Est-ce que j’ai envie de défendre tout ça ? Puis-je me regarder dans la glace en défendant indirectement toutes ces pratiques ?

Ma réponse maintenant est non.

Ce que je défendais en fait depuis toutes ces années, c’est la thérapie manuelle.

D’ailleurs, aucune des études que je m’obstinais à citer ne mentionnait « osteopathy ». Les études parlent toujours de « Osteopathic MANIPULATIVE treatment », « MANUAL Therapy », « Spinal MANIPULATIVE therapy », etc.

En fait, quand on regarde de plus près les choses, la science dément tout ce qui fait la spécificité de l’ostéopathie (concept de dysfonction, MRP, crânien, liens anatomiques mécanistes farfelus, viscérales, lois de l’artère, etc.) et soutient tout ce qui est spécifique à la thérapie manuelle (efficacité des manipulations mobilisations sur plusieurs indications notamment musculo-squelettiques).

Alors pourquoi soutenir l’ostéopathie si tout ce qui reste sérieux au sein de cette thérapie n’est pas propre à l’ostéopathie ?

Alors, me direz-vous, pourquoi ne pas changer de métier ?

Premièrement, je suis convaincu qu’il existe une place dans le monde de la santé pour une thérapie manuelle exclusive. La seule profession de santé qui s’en rapproche est celle de kinésithérapie, mais la thérapie manuelle est utilisée dans ce cadre-là comme un outil parmi d’autres durant une « rééducation orthopédique » s’étalant sur de nombreuses séances (je ne parle là que du champ d’intervention qui se rapproche de ce qu’on fait en thérapie manuelle, il existe plein d’autres spécialités en kinésithérapie). On parle alors, dans ce cas-là, de mobilisation articulaire de type « gymnastique médicale » visant à faire retrouver son autonomie au patient après une pathologie, une chirurgie, etc.
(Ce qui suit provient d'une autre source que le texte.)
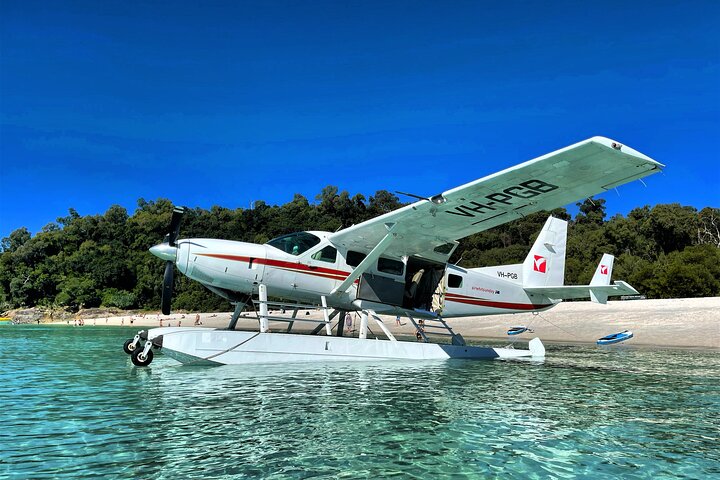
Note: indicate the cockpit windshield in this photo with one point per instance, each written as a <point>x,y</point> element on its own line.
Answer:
<point>295,243</point>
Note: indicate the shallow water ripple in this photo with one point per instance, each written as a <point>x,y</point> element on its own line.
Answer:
<point>72,406</point>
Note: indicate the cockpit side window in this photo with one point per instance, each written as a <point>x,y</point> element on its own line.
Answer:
<point>295,243</point>
<point>327,254</point>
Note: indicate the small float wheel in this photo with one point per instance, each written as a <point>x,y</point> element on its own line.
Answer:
<point>128,346</point>
<point>141,360</point>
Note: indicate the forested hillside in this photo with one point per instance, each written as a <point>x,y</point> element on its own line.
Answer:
<point>664,251</point>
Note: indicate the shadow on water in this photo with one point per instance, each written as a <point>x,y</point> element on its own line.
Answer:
<point>79,409</point>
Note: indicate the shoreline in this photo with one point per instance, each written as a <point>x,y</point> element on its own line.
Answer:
<point>687,323</point>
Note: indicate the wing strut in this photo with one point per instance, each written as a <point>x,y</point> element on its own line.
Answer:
<point>369,260</point>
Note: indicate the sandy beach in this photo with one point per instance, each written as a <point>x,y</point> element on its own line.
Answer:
<point>687,323</point>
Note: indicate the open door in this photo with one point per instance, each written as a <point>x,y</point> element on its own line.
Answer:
<point>422,280</point>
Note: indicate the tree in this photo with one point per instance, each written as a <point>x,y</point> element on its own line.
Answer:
<point>15,240</point>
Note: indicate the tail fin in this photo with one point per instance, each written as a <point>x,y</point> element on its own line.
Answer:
<point>545,264</point>
<point>604,271</point>
<point>601,277</point>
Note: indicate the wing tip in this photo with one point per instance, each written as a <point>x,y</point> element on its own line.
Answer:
<point>610,143</point>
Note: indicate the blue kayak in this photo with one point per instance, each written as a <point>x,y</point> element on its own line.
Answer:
<point>518,330</point>
<point>615,338</point>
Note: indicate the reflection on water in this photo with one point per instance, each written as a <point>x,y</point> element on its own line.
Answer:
<point>74,407</point>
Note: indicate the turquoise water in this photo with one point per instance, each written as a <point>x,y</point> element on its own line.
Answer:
<point>73,406</point>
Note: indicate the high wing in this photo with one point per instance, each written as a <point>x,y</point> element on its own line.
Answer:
<point>429,228</point>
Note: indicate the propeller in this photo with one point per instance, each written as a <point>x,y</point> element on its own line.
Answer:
<point>169,255</point>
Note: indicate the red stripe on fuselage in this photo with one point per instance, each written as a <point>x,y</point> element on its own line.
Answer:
<point>453,297</point>
<point>292,266</point>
Deuxièmement, il faut savoir que la réorientation est un luxe que peu d’ostéopathes peuvent se permettre étant donné l’absence de passerelle et de reconnaissance de notre diplôme au niveau universitaire.

Enfin, il faut malgré tout reconnaître que le titre d’ostéopathe offre une liberté qui peut être utilisée heureusement à bon escient pour mettre en place des prises en charge de qualité (temps de consultation libre, tarification libre, liberté d’installation, etc.).

Pour finir, je ne souhaite pas pour autant cracher dans la soupe concernant ma formation. Cela va peut-être vous étonner, mais je tiens à remercier mon école qui a su me fournir tous les outils nécessaires pour avoir un esprit critique (certains professeurs sortaient vraiment du lot, nombreux stages dans le monde médical qui m’ont permis de découvrir ce qu’était vraiment le monde de la santé, un enseignement théorique hors ostéopathie vraiment solide). On met souvent tout sur le dos des écoles, mais j’ai vécu le même enseignement que mes camarades avec les mêmes outils pour me rendre compte de tout ça… et pourtant un bon nombre d’entre eux ont filé dans l’ésotérisme tête baissée.

Aujourd’hui, je garde mon titre d’ostéopathe d’un point de vue administratif (code APE, URSAFF, INSEE, remboursements mutuelles, référencement vis-à-vis des patients, etc.). Je n’ai pas de solutions parfaites pour demain. J’espère que les autorités se saisiront du problème et trouveront une solution rapidement.

En attendant, je souhaite promouvoir la thérapie manuelle, dans une démarche éthique et scientifique, car je suis convaincu que celle-ci a toute sa place dans le système de santé français.

Cette rupture est symbolique. Mais les dérives sont quant à elles réelles. N’oubliez pas, ne pas se positionner, c’est cautionner.